Liberatore’s departure follows a wave of exits, including cofounder Igor Babuschkin (who left to start a VC firm focused on AI safety), General Counsel Robert Keele after one year, and senior lawyer Raghu Rao. xAI’s leadership is highly centralized under Musk, with no publicly disclosed independent board.
“Analysts point to Musk’s demanding, high-contact leadership style—managing up to 18 direct reports at once—as a key reason for the trend,” Morris said. “This pattern is visible not only at Tesla but also at X and xAI, suggesting structural factors rather than isolated events.”
He added that many executives leave rather than risk being blamed when new initiatives encounter regulatory hurdles: “Executives don’t want to become the ‘fall guy.’”
“In AI-focused companies, the very public failures of new large language models and uncertainty over true AI ROI can create an additional layer of finger-pointing, further upsetting leadership stability,” Heller said.
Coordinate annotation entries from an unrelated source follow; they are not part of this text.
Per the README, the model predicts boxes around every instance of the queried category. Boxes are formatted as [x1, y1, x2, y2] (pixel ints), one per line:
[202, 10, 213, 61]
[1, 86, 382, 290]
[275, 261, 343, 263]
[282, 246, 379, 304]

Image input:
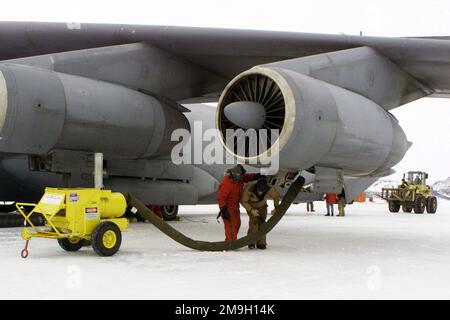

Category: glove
[219, 207, 230, 221]
[250, 209, 259, 218]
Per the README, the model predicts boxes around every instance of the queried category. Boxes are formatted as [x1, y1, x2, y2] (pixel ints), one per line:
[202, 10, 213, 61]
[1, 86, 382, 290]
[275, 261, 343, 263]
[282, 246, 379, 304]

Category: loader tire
[91, 221, 122, 257]
[402, 204, 413, 213]
[389, 201, 400, 212]
[414, 196, 427, 214]
[427, 197, 437, 214]
[58, 238, 83, 252]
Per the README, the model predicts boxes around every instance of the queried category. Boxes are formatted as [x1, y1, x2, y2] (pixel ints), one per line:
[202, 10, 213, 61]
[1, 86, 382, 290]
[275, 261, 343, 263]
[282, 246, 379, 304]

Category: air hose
[126, 176, 305, 251]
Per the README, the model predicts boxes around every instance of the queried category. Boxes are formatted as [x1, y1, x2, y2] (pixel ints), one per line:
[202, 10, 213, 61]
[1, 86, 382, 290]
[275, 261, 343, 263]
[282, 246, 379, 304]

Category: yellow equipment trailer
[16, 188, 128, 258]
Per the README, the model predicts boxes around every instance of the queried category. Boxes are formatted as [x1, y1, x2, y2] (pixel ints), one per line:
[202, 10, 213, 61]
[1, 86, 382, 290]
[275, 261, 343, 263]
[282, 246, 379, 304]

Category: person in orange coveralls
[217, 164, 261, 241]
[325, 193, 337, 217]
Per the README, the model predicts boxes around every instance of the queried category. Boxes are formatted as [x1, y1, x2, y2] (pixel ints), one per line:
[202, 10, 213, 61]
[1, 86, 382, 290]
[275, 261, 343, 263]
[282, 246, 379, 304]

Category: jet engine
[216, 65, 410, 176]
[0, 64, 189, 159]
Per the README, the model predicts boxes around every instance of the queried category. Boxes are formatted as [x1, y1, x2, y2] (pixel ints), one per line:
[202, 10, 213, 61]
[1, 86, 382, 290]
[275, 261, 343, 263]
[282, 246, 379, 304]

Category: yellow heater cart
[16, 188, 128, 258]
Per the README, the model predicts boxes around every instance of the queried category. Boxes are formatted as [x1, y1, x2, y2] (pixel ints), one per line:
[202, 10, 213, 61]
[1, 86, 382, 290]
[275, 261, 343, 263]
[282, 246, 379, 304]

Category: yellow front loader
[381, 171, 437, 213]
[16, 188, 128, 258]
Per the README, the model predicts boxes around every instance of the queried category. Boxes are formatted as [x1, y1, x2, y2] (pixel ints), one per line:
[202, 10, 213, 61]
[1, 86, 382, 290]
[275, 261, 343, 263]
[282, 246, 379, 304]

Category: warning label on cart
[41, 193, 64, 206]
[84, 207, 98, 220]
[70, 193, 78, 202]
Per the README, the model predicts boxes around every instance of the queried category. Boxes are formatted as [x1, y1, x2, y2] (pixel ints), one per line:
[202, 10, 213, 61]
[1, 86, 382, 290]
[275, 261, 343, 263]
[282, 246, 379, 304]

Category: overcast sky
[0, 0, 450, 182]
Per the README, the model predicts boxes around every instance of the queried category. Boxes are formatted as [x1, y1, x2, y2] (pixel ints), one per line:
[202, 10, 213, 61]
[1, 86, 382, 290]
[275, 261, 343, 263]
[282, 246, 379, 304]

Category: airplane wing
[0, 22, 450, 109]
[0, 22, 450, 204]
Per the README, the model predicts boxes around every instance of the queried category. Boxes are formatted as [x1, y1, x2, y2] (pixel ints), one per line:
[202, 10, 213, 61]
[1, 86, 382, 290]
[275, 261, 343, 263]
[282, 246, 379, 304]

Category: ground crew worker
[325, 193, 337, 217]
[217, 164, 261, 241]
[337, 188, 346, 217]
[306, 201, 316, 212]
[241, 178, 280, 249]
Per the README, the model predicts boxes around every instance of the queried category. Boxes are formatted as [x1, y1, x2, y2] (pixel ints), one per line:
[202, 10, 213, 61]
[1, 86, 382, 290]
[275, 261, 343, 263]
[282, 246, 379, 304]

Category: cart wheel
[427, 197, 437, 213]
[389, 201, 400, 212]
[58, 238, 83, 252]
[91, 221, 122, 257]
[161, 206, 178, 221]
[414, 196, 427, 213]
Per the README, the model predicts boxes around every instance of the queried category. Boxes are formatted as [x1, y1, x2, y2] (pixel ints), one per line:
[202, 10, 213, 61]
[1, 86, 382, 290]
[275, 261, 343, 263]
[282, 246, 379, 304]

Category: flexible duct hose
[126, 176, 305, 251]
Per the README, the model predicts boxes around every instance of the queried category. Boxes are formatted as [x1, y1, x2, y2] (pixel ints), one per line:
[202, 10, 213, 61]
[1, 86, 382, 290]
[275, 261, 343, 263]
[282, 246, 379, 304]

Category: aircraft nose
[0, 71, 8, 134]
[223, 101, 266, 130]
Robert Kelley, professor of management at Carnegie Mellon University’s Tepper School of Business, explained that if top-level executives are continually leaving, “it’s a vote of no confidence in either the CEO, the board, or the strategy of the company.”
It’s unusual at startups for most executives to just walk away in a short period of time, Kelley said. Most people who join do so because they believe in the company and also think there’s going to be a big payoff, he explained.
To stem disruption, if a notable number of executives leave a company, transparent communication to customers and employees is key, Heller said.
And the CEO of the company should also “take a look in the mirror and ask the hard question, ‘Am I the problem?’” Kelley said.